Plaintiff's decedent's leg was run over by a truck while he was working as a sanitation worker. The decedent was taken to the emergency room at defendant St. Barnabas Hospital, and was treated by Dr. Weitzen, the on-call trauma surgeon. After consulting with the on-call [*2]vascular surgeon, Weitzen ordered an angiogram to determine the site of the internal bleeding. Following a five-hour surgery by the vascular surgeon to bypass the damaged artery, decedent developed abdominal compartment syndrome, and despite an emergency laparotomy to relieve the pressure on the decedent's internal organs, he went into cardiac arrest and died.

The record demonstrates that in opposition to Weitzen's prima facie showing that his treatment of the decedent was within the accepted standard of medical care, both plaintiff and the City impermissibly opposed Weitzen's motion based on theories of liability not previously set forth in their pleadings or bills of particulars (see Abalola v Flower Hosp., 44 AD3d 522 [1st Dept 2007]). The parties' reliance on generalized boilerplate allegations, and bills of particulars that were generally directed at all defendants, is misplaced (see Suits v Wyckoff Heights Med. Ctr., 84 AD3d 487, 489 [1st Dept 2011]; see also Miccarelli v Fleiss, 219 AD2d 469,470 [1st Dept 1995]).

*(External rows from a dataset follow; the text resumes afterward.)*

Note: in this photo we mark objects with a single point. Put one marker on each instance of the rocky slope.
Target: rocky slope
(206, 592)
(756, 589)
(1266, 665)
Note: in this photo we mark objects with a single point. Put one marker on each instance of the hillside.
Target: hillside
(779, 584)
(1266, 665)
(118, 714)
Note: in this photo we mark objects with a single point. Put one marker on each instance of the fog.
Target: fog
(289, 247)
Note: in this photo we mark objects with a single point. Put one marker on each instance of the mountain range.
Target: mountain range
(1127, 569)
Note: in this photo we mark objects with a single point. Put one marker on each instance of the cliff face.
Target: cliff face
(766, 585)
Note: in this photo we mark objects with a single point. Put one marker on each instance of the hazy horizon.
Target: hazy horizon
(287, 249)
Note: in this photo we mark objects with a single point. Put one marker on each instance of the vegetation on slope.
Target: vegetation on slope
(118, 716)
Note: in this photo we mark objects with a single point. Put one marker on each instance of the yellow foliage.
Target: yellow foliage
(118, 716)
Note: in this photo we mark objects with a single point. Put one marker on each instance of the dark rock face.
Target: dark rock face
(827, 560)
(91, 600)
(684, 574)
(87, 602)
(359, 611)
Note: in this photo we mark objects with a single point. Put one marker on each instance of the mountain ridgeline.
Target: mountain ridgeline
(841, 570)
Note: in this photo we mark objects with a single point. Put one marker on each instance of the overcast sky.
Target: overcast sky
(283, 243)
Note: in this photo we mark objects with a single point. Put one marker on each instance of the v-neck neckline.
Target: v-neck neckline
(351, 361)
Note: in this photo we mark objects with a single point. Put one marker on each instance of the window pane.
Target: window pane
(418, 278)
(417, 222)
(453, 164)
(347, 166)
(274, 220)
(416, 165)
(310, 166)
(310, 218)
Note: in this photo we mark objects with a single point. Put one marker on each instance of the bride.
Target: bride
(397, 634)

In any event, the opinions of the City's and plaintiff's experts on causation are speculative and unsupported by the record, particularly where the, City's expert anesthesiologist averred that the decedent's syndrome was caused by the negligent and extreme over administration of intravenous liquids during the bypass surgery due to insufficient or incorrect calculations concerning the decedent's rate of fluid loss. Although both plaintiff's and the City's expert surgeons averred that a delay in beginning the surgery caused the compartment syndrome by requiring additional liquids during surgery, neither provided any scientific basis for that assertion (see Carrera v Mount Sinai Hosp., 294 AD2d 154 [1st Dept 2002]). Nor did plaintiff's expert explain how

administering red blood cells earlier would have ultimately led to less fluids being administered.

THIS CONSTITUTES THE DECISION AND ORDER

OF THE SUPREME COURT, APPELLATE DIVISION, FIRST DEPARTMENT.